Last week, Hemmer Consulting LLC and 68 Ventures LLC offered to buy 400 acres of OLF-8 for $16 million, leaving only 80 acres for commerce park and 50 for public use. The developers agreed to follow the DPZ master plan approved by BCC. Based on the land allocated for the commerce park in its letter of intent, the developer appeared to want the BCC to choose either the Village or Market option.
In early June 2018, Developer Fred Hemmer of Hemmer Consulting LLC approached the Escambia County commissioners with a conceptual drawing that showed half of the site being developed for multi-family homes, apartments, residential and a hotel. (see comments under Bergosh blog post). Â In the comments, Hemmer said the layout “was not a ‘plan’ or ‘vision’ but rather a depiction from somebody else that was to stimulate discussion.”
At July 2, 2018 candidate forum for the District 2 commission race, Commissioner Doug Underhill said that he favored selling OLF-8 so the county could get back its $17 million. Eighteen days later, two LLC’s run by Hemming – Clearwater 102 LLC and Clearwater 201 – contributed $10,000 to the Integrity in Leadership Pac that mailed out a flyer against Underhill’s opponent, Alan McMillan.
There’s nothing wrong about Hemmer wanting a piece of OLF-8 to make money or with him helping the one commissioner who liked his idea get re-elected.

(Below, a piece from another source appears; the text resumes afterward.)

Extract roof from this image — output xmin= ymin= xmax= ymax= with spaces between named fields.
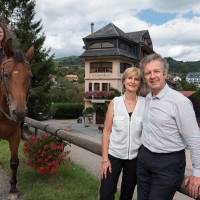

McMillan had plenty of PAC money. However, the public has a right to see the dots and connect them.
BTW: DPZ Codesign’s Village Plan devotes 55% of OLF-8 to residential and retail; Market Plan 47%…probably just a coincidence.
Or maybe it doesn’t take spending $2 million for a “world-class” consultant to come up with a master plan, just give a sharpie and cocktail napkin.